Machine learning (ML) is globally accepted as the core technology of disruptive services such as Amazon, Google, Facebook, Baidu and Twitter. These organizations have invested heavily in ML start-ups and data scientists to exploit existing machine learning technologies and to develop new dedicated methods, e.g., taking leadership in areas such as Deep Learning. Relevant work is already going on in business and academia. A successful machine learning service should:
1) be able to serve the appropriate tool to a given application
2) be automatic and self-tuning, i.e., only application expert intervention
3) work at scale, i.e. be computationally efficient and show low latency in streaming applications
4) provide unbiased performance estimates
5) visualize performance and decisions for non-expert quality control.
We will develop representations of ML algorithms and formulate use cases/problems as queries, see e.g., Google’s Prediction API. Using methods from visual analytics, we will develop interfaces for visual search in ML-algorithm space. Our developments will be based on international open source tools for working at scale (e.g., Apache, Torch, Python tools, DTU, VISMA, DIKU tools and more (www.apache.org, torch.ch, scikit-learn.org/stable) consolidated and optimized. Academic and business partners will work to create an actionable tool set of databases, algorithms, user interfaces, and will develop a large set of proof of concepts, and publish best practice recommendations based on the MLaaS.
The main objective is to produce a coherent, actionable set of open source ML tools with build-in access to Danish resources - for value creation and growth in the private and public sectors. Foucs will be on cleaning, decision support and interactivity. Meta-learning methods will be pursued such as Bayesian optimization of hyper-parameters for a broad set of machine learning applications: supervised, semi/unsupervised, novelty/outlier detection, multitask, multi-view, performance evaluation and visualization. We will reduce variance inflation by use of heterogeneous ensembles and research compression techniques to reduce the computational burden of ensembles and large models.

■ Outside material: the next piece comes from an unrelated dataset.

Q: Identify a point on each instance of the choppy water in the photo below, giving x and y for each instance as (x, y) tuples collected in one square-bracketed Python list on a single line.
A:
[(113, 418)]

The DABAI project has a strong focus on creating actionable access to a vast array of Danish and international databases. This is urgent for value creation in the currently diverse and disconnected data scape. Actionable access will be facilitated by machine learning based "filters" connecting databases with relevant tools for analytics, visualization and decision making. For the database ML solutions focus will be on novelty and cleaning tools, use of deep architectures to optimize decision performance, and on visualization tools enabling ML-human interaction, including visualization of uncertainty and risk assessment by simulation.
The consortium hosts a wide range of machine learning activities and consortium researchers have made fundamental contributions to machine learning. To realize the potential of machine learning at societal scale the tools must be accessible, e.g. in the form of machine learning as a service (MLaaS), implementing a broad set of methods and an efficient interface to match methods with use cases.